Make e-books do something regular books can't, and you've started
developing a market. Potential big bucks here, but could be a dot-com
kind of thing, too. Depends on the quality of the product.
- Did you replace your old mouse with an optical one? Schools need
mouse balls. Physics teachers in particular. That's a hint. Haven't got
a clue how you'd make money at it, though. Some kind of kit to turn an
old mouse into a physics experiment. Maybe you could sell the idea to
Pasco or Vernier or someone.
- Lab equipment like Vernier sells, except it's all video based. In
the box you get a webcam, a ball, a car, a ramp, a pulley, etc.
Everything you need for one lab station. Total cost cannot exceed $150.
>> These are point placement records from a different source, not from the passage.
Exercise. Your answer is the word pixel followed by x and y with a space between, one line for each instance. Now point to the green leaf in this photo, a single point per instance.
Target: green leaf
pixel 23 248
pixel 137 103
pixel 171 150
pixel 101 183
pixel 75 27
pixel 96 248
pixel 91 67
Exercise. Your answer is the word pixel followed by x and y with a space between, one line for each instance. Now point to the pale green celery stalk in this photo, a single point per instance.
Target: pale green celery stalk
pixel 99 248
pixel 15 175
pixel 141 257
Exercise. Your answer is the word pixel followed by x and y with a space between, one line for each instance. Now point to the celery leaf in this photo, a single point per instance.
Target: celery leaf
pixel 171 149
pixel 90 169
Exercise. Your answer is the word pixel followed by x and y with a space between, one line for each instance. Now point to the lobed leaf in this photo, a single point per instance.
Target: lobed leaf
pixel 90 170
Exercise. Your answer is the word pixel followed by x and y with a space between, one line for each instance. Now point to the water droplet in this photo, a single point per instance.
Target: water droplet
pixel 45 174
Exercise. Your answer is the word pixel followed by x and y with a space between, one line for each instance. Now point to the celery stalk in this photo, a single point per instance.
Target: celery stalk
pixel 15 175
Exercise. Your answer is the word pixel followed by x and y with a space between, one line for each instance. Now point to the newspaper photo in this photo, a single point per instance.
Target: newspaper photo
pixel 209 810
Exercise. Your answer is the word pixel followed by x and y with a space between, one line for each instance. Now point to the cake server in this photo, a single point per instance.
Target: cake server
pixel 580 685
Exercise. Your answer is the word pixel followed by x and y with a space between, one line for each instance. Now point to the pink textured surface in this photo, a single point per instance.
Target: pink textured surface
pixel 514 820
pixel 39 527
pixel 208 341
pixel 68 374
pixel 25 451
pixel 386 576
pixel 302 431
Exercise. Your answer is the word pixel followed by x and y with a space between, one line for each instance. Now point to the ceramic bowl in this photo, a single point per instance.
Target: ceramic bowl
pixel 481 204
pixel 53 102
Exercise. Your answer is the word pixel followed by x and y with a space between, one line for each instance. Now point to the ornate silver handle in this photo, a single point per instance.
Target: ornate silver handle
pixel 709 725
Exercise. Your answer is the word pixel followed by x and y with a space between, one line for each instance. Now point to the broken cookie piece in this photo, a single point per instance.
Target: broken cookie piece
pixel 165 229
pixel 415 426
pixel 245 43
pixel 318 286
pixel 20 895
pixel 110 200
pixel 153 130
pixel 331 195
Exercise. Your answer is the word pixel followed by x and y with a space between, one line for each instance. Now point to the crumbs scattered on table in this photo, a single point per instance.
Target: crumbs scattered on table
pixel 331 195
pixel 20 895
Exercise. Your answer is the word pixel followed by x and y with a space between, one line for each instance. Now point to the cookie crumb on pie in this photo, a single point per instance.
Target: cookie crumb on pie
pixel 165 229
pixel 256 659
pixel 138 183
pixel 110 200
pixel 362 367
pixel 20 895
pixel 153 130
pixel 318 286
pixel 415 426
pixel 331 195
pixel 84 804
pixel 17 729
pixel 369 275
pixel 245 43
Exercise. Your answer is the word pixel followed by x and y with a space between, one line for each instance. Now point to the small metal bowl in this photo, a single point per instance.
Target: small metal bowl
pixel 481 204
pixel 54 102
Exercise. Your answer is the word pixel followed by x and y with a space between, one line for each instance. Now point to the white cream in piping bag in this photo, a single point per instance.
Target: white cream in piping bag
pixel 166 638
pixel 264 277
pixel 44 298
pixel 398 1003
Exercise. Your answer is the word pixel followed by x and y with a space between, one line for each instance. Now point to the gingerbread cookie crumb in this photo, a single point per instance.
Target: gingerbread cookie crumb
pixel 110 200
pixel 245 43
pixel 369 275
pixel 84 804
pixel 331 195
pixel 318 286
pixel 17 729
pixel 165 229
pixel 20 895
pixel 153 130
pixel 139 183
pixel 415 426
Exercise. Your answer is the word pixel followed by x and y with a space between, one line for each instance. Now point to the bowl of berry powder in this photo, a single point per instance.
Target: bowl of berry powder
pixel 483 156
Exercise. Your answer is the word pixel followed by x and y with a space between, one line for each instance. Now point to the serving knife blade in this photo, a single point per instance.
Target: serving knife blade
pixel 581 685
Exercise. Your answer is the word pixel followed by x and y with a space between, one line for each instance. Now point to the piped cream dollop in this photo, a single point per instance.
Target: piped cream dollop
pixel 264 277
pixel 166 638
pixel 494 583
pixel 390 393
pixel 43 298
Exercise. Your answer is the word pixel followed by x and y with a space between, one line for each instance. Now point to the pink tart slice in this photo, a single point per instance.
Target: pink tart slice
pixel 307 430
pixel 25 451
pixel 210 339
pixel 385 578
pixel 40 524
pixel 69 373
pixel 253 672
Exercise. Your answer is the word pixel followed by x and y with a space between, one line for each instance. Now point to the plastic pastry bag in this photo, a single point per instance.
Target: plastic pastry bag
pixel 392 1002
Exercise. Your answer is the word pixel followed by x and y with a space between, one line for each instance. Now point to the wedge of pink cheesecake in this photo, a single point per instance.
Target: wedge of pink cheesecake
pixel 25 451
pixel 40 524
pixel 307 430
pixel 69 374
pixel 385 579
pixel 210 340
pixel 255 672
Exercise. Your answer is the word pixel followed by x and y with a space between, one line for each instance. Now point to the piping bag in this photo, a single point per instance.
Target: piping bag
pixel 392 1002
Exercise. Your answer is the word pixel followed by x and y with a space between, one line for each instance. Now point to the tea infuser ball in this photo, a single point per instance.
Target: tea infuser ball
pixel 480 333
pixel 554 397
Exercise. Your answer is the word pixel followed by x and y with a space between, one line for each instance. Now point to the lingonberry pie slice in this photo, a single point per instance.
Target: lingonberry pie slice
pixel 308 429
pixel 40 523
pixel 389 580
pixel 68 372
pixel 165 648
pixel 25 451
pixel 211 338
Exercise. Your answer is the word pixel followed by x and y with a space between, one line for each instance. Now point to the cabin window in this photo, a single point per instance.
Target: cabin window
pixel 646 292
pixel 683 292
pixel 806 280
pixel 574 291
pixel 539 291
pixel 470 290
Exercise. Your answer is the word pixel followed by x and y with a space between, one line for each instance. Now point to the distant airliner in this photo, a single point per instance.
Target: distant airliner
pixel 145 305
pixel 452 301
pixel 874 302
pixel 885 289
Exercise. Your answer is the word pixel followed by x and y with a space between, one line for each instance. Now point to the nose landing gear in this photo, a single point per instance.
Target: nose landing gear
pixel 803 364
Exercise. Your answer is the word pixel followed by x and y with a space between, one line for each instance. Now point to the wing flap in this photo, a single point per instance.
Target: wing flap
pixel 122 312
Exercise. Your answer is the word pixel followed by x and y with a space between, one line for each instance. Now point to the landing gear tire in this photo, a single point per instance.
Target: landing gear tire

No interface boxes. You bundle VideoPoint video analysis software with
it. Ten workstations is $1,000. Hottest product since interfaces were
invented, I gar-on-tee.
- Outsource product idea generation. Okay, if high-tech jobs are not
protected, then neither are the ideas that generated them in the first
place. You see companies today saying things like, "We may outsource
the grunt work, but all the ideas are still made here in the USA. It's
the new economy." Where have we heard that before? Taking it to the
next level, the only thing the USA will supply is capital; even the
ideas will be outsourced to another country. You want to get in on this
before corporate figures that out? Start a new company that pays $0.25
bonuses to foreign programmers that propose new products that make it
to market. Whammo! Nothing left for us to do but flip cheeseburgers and
do shiatsu massage.
Before you fire off one of those "your ideas are so lame" missives,
just remember that if I can crank out ten ideas while sitting here with
a toothache distracting me and papers that need grading, then why the
heck can't these geniuses whining to the press do even better?
I'd tell you more, but the wise-ass article competition from Burma
is just killing me. I'm going home to grow sweet potatoes.